If you feel like you and your partner keep having the same argument over and over, just dressed up in different clothes, you're noticing something real, and something useful. Most couples in distress aren't having dozens of different conflicts. They're having one, again and again, about the dishes one week and the money the next and your mother the week after that. Learning to see the one underneath the many is the first step to getting out of it.
It's never really about the surface
The topic is almost never the trouble. You can argue the dishes to exhaustion and resolve nothing, because the dishes were standing in for something else. Underneath the recurring argument is usually an unmet need and a quiet question that never gets answered directly. Some version of: do I matter to you, are you on my side, will you show up for me. When that question goes unanswered, it keeps finding new surfaces to fight on.
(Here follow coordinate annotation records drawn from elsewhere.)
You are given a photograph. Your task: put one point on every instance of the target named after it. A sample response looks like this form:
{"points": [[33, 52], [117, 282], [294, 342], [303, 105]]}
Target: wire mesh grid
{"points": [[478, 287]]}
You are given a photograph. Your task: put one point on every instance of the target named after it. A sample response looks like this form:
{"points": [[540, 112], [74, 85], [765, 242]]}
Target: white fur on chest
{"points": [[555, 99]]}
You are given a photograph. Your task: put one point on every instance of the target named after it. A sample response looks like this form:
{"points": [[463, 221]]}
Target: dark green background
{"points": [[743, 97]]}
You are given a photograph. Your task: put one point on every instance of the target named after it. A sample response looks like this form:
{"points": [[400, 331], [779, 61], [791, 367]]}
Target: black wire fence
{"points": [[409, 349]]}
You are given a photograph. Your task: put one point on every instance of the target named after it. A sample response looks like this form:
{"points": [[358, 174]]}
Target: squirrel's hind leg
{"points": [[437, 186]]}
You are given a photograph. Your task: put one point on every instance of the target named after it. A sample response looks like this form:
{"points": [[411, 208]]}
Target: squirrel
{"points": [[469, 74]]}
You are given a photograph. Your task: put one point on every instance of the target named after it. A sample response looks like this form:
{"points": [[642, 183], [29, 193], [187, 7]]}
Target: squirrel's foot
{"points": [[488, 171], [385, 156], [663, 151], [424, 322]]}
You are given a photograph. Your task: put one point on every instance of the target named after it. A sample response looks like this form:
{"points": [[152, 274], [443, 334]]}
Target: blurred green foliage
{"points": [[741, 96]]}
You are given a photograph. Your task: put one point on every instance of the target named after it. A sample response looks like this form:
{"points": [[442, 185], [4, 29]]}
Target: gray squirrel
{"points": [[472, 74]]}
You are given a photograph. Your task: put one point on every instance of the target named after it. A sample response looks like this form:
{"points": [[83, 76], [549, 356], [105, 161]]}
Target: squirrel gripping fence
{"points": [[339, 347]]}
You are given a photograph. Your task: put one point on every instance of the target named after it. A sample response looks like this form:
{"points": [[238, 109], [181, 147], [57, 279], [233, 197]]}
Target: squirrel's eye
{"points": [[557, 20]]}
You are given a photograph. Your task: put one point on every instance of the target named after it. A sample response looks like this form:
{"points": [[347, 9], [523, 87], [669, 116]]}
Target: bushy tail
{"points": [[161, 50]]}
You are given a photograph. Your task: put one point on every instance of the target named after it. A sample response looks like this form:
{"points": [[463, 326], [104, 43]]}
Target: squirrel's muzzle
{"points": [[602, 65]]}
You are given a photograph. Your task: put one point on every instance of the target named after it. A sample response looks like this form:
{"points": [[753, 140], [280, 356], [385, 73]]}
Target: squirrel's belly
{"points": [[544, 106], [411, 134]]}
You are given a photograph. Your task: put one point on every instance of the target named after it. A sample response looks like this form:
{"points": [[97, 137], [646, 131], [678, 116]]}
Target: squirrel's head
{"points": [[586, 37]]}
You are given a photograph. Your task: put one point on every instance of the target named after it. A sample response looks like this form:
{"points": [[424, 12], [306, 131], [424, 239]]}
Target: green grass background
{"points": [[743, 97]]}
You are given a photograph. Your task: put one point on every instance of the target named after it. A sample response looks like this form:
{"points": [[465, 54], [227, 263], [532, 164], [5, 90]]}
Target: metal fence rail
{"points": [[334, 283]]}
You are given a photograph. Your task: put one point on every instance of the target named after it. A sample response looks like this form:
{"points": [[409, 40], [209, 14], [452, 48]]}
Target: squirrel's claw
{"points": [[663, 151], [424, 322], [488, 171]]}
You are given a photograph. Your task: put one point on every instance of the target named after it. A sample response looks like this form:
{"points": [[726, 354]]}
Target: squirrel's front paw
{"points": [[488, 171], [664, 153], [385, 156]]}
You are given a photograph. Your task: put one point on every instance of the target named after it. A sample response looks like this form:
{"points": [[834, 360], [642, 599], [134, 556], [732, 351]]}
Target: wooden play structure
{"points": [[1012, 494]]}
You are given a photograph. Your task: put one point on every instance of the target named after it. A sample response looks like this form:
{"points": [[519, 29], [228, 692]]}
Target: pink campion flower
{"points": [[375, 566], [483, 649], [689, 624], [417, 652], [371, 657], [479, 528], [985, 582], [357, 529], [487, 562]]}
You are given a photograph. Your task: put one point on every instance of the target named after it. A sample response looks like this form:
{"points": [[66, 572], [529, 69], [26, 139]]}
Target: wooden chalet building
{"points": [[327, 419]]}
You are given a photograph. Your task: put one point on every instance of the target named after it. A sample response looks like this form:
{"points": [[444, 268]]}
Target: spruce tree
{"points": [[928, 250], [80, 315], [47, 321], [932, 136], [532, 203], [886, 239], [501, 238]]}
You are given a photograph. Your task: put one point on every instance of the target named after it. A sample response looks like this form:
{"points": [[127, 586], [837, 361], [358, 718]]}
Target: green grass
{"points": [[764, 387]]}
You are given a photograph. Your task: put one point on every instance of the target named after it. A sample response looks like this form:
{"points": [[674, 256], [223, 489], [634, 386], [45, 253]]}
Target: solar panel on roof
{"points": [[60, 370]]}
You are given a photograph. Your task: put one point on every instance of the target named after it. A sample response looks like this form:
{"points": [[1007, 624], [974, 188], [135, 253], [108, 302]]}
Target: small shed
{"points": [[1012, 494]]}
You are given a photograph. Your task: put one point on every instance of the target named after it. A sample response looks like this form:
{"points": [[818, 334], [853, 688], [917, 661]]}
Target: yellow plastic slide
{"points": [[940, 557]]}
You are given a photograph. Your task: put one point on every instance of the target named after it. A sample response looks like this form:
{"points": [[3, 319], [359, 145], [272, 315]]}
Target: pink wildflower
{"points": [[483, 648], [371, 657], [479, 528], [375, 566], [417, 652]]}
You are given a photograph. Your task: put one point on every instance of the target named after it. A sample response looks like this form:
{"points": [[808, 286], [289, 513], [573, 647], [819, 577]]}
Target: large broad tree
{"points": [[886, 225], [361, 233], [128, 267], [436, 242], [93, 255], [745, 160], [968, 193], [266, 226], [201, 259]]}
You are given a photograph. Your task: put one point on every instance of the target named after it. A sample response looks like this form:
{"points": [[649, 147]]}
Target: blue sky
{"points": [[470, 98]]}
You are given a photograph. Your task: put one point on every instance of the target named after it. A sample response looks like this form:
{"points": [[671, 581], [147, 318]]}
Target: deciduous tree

The shape it usually takes
There's good clinical reason to recognize one common shape, because a great many couples are caught in it. One person presses, raises the issue, criticizes, pursues, wanting connection or reassurance. The other, feeling attacked or overwhelmed, defends or goes quiet or withdraws. The withdrawal reads to the first person as proof they don't matter, so they press harder. The pressing reads to the second as proof they can't win, so they withdraw further. Round and round. Each person is reacting honestly to the other, and the cycle keeps turning, and no topic ever actually gets resolved because the topic was never the point.
How to step out of it
You don't break this cycle by winning the argument. You break it by naming the pattern instead of the partner. "We're doing the thing again" is a different move than "you always shut me out." It puts the two of you on the same side, looking at the spiral together, rather than on opposite sides inside it. Slowing down helps too, because the cycle runs fast and hot. So does each of you noticing your own move in it, the pressing or the withdrawing, and catching it a beat earlier each time. The shift that matters is from "you versus me" to "the two of us versus this pattern."
This is genuinely hard to do from inside, when you're flooded and hurt, which is one of the main things a couple therapist helps with. Seeing your own part in a fast-moving cycle is much easier with someone outside it holding up a mirror.
One thing worth checking. If the recurring pattern in your home isn't pressing and withdrawing but fear, if one of you is frightened, controlled, or made small, then this isn't the cycle this piece is about, and the framing here doesn't fit. That's a safety question, and it calls for a different kind of help.
The argument you keep having isn't a sign you're incompatible. It's usually one unanswered question wearing a hundred disguises. Find the question, and step out of the cycle together, and most of the hundred arguments quietly lose their heat.
This is supportive self-help, not medical, psychological, or legal advice, and no substitute for a qualified professional. If you or your child may be in danger, contact your local emergency services.